By Stanley Renshon on January 20, 2016

Marco Rubio is, in a number of ways, an attractive presidential candidate. He is young, politically articulate, and brings a quintessential American immigrant success story to his candidacy. In other election cycles, he would be among the top-tier candidates, but he isn't, and the fault is primarily his.

The rather large, and political lethal, mistake he made was to lend his name and talents to the selling of an awful immigration bill, written primarily by Democratic staff members. That bill embodied all that is wrong with attempts at "comprehensive" (read "massive") immigration reform. The bill, written behind closed doors by vested interests in both parties, was gigantic in size and its myriad provisions were lost in complex obscurity and arcane legal language. Its political, economic, and cultural consequences were unexamined, and for good reason. Most of its major provisions — like massive amnesty without much in the way of penalties to balance it, or enormous increases in immigration levels — were precisely what the American public said they didn't want.

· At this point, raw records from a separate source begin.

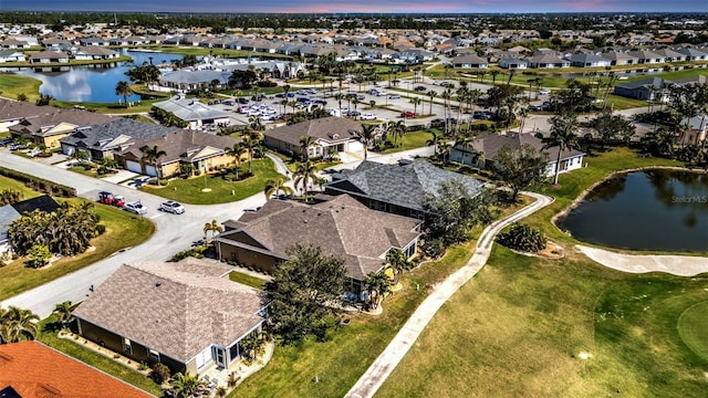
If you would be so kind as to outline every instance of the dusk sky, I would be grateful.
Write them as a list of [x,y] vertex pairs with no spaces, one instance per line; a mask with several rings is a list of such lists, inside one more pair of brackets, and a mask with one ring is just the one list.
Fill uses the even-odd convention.
[[139,12],[708,12],[706,0],[0,0],[0,10]]

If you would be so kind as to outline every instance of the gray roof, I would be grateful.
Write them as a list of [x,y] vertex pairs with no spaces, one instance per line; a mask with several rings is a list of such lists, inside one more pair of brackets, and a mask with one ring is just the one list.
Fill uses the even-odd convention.
[[280,259],[288,259],[285,250],[295,243],[314,244],[344,260],[347,274],[362,280],[384,265],[391,248],[405,249],[415,241],[420,222],[371,210],[347,195],[314,206],[270,200],[257,212],[225,222],[233,230],[217,240]]
[[170,112],[178,118],[186,122],[229,117],[228,113],[205,105],[197,98],[181,98],[175,96],[167,101],[154,103],[153,106]]
[[263,318],[264,296],[205,260],[124,264],[75,311],[81,320],[184,363],[228,347]]
[[482,182],[475,178],[444,170],[425,160],[405,166],[364,160],[354,170],[342,170],[334,178],[327,189],[420,211],[424,210],[425,193],[437,195],[445,181],[462,182],[471,196],[477,196],[482,187]]

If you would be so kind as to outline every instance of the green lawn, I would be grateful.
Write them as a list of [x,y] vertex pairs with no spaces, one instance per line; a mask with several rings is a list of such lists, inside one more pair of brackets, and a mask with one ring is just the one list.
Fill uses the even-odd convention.
[[74,343],[73,341],[59,338],[56,332],[52,331],[51,327],[48,327],[48,325],[51,326],[54,322],[54,316],[50,316],[40,322],[41,332],[37,338],[38,341],[147,392],[150,392],[158,397],[163,396],[162,388],[157,384],[155,384],[155,381],[140,374],[139,371],[135,371],[126,366],[111,360],[110,358],[106,358],[98,353],[85,348]]
[[34,102],[40,97],[42,82],[28,76],[11,73],[0,73],[0,96],[17,100],[24,94],[28,101]]
[[[262,192],[266,181],[281,176],[275,171],[273,161],[269,158],[257,159],[252,163],[253,177],[231,182],[218,175],[202,175],[190,179],[176,179],[163,187],[143,187],[142,190],[163,198],[178,200],[192,205],[226,203],[248,198]],[[241,164],[241,170],[248,170],[248,163]],[[204,188],[210,189],[202,191]],[[235,195],[231,195],[231,191]]]
[[[67,200],[73,203],[85,201],[77,198],[58,200]],[[137,245],[147,240],[155,231],[155,226],[149,220],[127,211],[98,203],[95,205],[95,211],[101,217],[101,223],[106,226],[106,232],[92,241],[95,250],[75,258],[63,258],[40,270],[25,268],[22,259],[0,268],[0,300],[80,270],[121,249]]]
[[263,290],[267,282],[263,279],[251,276],[239,271],[231,271],[231,273],[229,273],[229,279],[233,282],[238,282],[247,286],[256,287],[258,290]]

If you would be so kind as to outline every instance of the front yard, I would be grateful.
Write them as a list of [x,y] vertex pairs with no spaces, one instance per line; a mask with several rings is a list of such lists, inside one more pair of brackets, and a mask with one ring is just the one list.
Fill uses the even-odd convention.
[[[240,172],[248,170],[248,161],[241,163],[240,170]],[[263,192],[266,181],[280,176],[269,158],[253,160],[252,170],[252,177],[237,182],[229,181],[218,174],[211,174],[189,179],[174,179],[162,187],[144,186],[140,190],[184,203],[227,203]]]
[[[58,201],[63,200],[73,203],[85,201],[79,198],[58,199]],[[24,266],[23,259],[18,259],[11,264],[0,268],[0,300],[80,270],[121,249],[140,244],[155,231],[155,226],[148,219],[135,217],[127,211],[98,203],[94,209],[101,217],[101,223],[106,226],[105,233],[92,241],[94,250],[74,258],[62,258],[39,270]]]

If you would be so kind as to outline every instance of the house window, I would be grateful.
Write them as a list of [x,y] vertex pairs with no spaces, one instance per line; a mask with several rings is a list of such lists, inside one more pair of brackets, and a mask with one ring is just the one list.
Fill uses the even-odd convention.
[[123,337],[123,350],[133,355],[133,345],[131,344],[131,341],[126,337]]
[[153,349],[153,348],[148,348],[147,349],[147,357],[149,359],[154,359],[154,360],[159,362],[159,353],[157,350]]

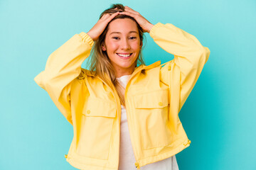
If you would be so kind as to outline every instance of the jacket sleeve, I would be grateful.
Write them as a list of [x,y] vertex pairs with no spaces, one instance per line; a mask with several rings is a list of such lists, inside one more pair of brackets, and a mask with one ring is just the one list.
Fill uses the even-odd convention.
[[71,83],[80,75],[82,63],[90,55],[93,44],[87,33],[75,34],[50,55],[45,70],[34,78],[71,125]]
[[160,77],[170,87],[171,107],[176,106],[178,113],[208,60],[210,50],[196,37],[171,23],[156,23],[149,35],[162,49],[174,55],[161,68]]

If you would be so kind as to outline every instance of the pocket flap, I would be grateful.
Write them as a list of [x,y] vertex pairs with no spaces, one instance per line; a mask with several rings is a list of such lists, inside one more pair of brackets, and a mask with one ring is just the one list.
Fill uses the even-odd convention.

Rubio, in his new role as senator, understandably wanted to accomplish something given that his first job on the five-person city commission of West Miami ended in frustration and disappointment.

Sponsoring a major immigration "reform" bill must have seemed liked an obvious and attractive vehicle by which to accomplish something big. Unfortunately, either Rubio didn't perform political due diligence before he lent his name and office to support the bill or he agreed with its basic premises, such as that more immigration is always better and that legalization should come first and then one can deal with the border.

It makes a difference whether Rubio's error was a matter of being in too much of a rush to get something done that he didn't take the time to know the details of this large, crucial issue he put his name to or whether he made an error in believing what then was, and still is, touted as conventional wisdom, or both. In the first case, it's a matter of ambition's impatience. In the second, it's a matter of making a mistake and learning from it. The question there is: Has he?

It's true that recently Rubio has backed away from his support of trying to solve every immigration issue in one large, incomprehensible bill. And he has now taken the position that the border should be secured first, before legalization is enacted. In these two areas he has apparently revised his support for the conventional Democratic immigration "wisdom" he once embraced. He has even conceded that critics of the immigration bill he supported were right.

In these areas he has apparently learned something, even if it is in the school of his own presidential ambitions.

Yet the same cannot be said for his view on the crucial question of who gets to be legalized "after the border is secure".